“[P]atent exhaustion principles apply equally to all authorized transfers of title in property, regardless of whether the particular transfer at issue constituted a gift or a sale.”
Background / Facts: The patent at issue here is directed to a blood glucose meter, which is used by individuals with diabetes to assist them in maintaining healthy blood glucose levels. As part of its business model, the patentee distributes a large portion of its meters for free through health care providers, who in turn give the meters to diabetic individuals. The patentee distributes its meters in this way “in the expectation and intent that customers will use its … meters with … [its special] test strips, from which [it] derive[s] a profit.” The accused infringer does not sell blood glucose meters, but competes with the patentee in the market for test strips, including those designed to work with the patentee’s meters. Although the original application attempted to claim the special testing strips directly, all such claims were rejected and ultimately abandoned before issuance. The patentee therefore relies on a theory of indirect infringement based on the competing sale of the special test strips and the consumer’s ultimate use of those strips with its meters in an infringing manner, for which the patentee asserts that it has not been duly compensated on account of the meters having been given away for free.
Issue(s): Whether patent exhaustion applies to a product distributed for free.

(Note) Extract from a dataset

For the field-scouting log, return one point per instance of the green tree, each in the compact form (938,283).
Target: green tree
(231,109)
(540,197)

Holding(s): Yes. The court ultimately concluded, as a matter of first impression, that “in the case of an authorized and unconditional transfer of title, the absence of consideration is no barrier to the application of patent exhaustion principles.” In reviewing the relevant precedent, the court noted that “despite frequent references to ‘sales’ and ‘purchasers,’ the [Supreme] Court has more fundamentally described exhaustion as occurring when the patented product ‘passes to the hands’ of a transferee and when he ‘legally acquires a title’ to it.” The court made special recognition of the fact that “[t]he common policies underlying patent exhaustion and the first sale doctrine would be significantly undermined by the rule [the patentee] advocates in this case,” which would sanction “a tying arrangement whereby the purchasers of the meters could be barred from using the meters with competing strips.” In short, any lack of compensation derived from the free distribution of the patentee’s meters was purely voluntary. “[A] patentee may choose to give that article away for free in the hope of obtaining a future benefit, as [as the patentee] did here. But a patentee cannot evade patent exhaustion principles by choosing to give the article away rather than charging a particular price for it.”